Conor Brian Fitzpatrick, also known as Pompompurin, has pleaded guilty to multiple charges in federal court. Fitzpatrick was the administrator of the breached data marketplace known as BreachForums. He has admitted to three charges, including possession of child pornography, unauthorized solicitation of access device fraud, and conspiracy to commit access device fraud.
According to court documents, Fitzpatrick knowingly possessed and attempted to possess explicit visual depictions involving minors. These depictions were transported using various means of interstate and foreign commerce, including computer networks. The evidence against him includes videos found on his laptop that depict sexually explicit conduct by prepubescent minors and children under the age of 12.
The investigation into Fitzpatrick’s activities began in March 2023 when the U.S. Justice Department announced his arrest on charges of conspiracy to commit access device fraud. The allegations against him centered around his facilitation of the sale and purchase of stolen data through the BreachForums platform. Undercover FBI agents were able to make several purchases of stolen data, including sensitive information from various entities such as internet hosting and security services companies, investment firms, healthcare providers, and individual victims.
The charges brought against Fitzpatrick highlight the significant impact of cybercriminal activities on the privacy and security of millions of individuals and numerous organizations. The investigation into his involvement in BreachForums relied on digital tracking and the gathering of evidence from various sources such as IP addresses associated with Fitzpatrick’s online presence, records from Google, and information from cryptocurrency exchange Purse.io. This evidence established a clear link between Fitzpatrick and his online persona, “Pompompurin.”
The arrest and subsequent guilty pleas by Fitzpatrick serve as a reminder of the need for robust cybersecurity measures to protect sensitive information from unauthorized access and exploitation. The charges related to the possession and attempted possession of explicit material involving minors also shed light on the presence of such content on breached data forums. While the closure of BreachForums has disrupted the cybercriminal underground, it is possible that successor platforms may emerge. However, the efforts of law enforcement to dismantle such forums act as strong deterrents and disrupt illegal activities.
Following Fitzpatrick’s arrest, former BreachForums member “Baphomet” announced the launch of a new breached data forum called BreachForums.
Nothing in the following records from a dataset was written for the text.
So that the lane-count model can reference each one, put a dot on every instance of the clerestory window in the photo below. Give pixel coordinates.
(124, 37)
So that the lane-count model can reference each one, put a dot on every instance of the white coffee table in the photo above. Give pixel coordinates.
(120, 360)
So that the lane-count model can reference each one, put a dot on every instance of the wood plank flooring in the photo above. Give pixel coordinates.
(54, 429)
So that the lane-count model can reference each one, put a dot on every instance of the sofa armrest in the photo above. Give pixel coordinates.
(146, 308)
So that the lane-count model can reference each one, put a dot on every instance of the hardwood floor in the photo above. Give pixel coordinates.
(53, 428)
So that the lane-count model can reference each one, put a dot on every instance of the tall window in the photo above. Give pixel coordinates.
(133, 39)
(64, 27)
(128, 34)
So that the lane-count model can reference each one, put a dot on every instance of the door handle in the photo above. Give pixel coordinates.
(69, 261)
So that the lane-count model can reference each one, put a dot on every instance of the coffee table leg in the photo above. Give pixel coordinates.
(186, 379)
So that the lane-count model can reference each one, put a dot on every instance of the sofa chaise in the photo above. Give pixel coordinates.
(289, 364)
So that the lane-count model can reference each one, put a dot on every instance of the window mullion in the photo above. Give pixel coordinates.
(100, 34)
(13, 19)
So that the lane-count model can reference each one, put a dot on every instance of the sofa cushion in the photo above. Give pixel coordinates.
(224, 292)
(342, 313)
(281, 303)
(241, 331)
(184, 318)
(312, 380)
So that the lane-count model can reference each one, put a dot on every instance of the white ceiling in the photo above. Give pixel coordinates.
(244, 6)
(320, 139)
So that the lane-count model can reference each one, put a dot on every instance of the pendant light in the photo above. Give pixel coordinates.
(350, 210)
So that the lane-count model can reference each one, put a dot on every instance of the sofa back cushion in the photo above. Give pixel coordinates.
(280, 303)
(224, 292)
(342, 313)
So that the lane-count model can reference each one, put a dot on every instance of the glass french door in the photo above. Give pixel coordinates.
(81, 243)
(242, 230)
This occurred around the same time as a significant database leak from the RaidForums, which was seized and its administrator, Omnipotent, was arrested in April 2022. Another forum called Exposed, which leaked the RaidForums’ database, was also abandoned at this time. Baphomet took over as the admin of BreachForums after Fitzpatrick’s arrest. Additionally, a hacker claiming to be a former Anonymous member announced an alternative forum called kkksecforum, but its accessibility is currently limited.
While there have been attempts to create clones of BreachForums, such as Pwnedforums, these platforms have not been successful in attracting users and have been suspected of being DDoS honeytraps. In a separate incident, UK law enforcement officials uncovered a network of cybercriminals involved in DDoS-for-hire schemes. German police also conducted a raid on FlyHosting, a web hosting company known for aiding cybercriminals in DDoS attacks and malware distribution.
The case surrounding Conor Brian Fitzpatrick, also known as Pompompurin, highlights the ongoing threat of cybercrime to data privacy and the need for strong cybersecurity measures. It also demonstrates the efforts of law enforcement to disrupt illegal activities and protect individuals and organizations from the damaging effects of cybercriminals.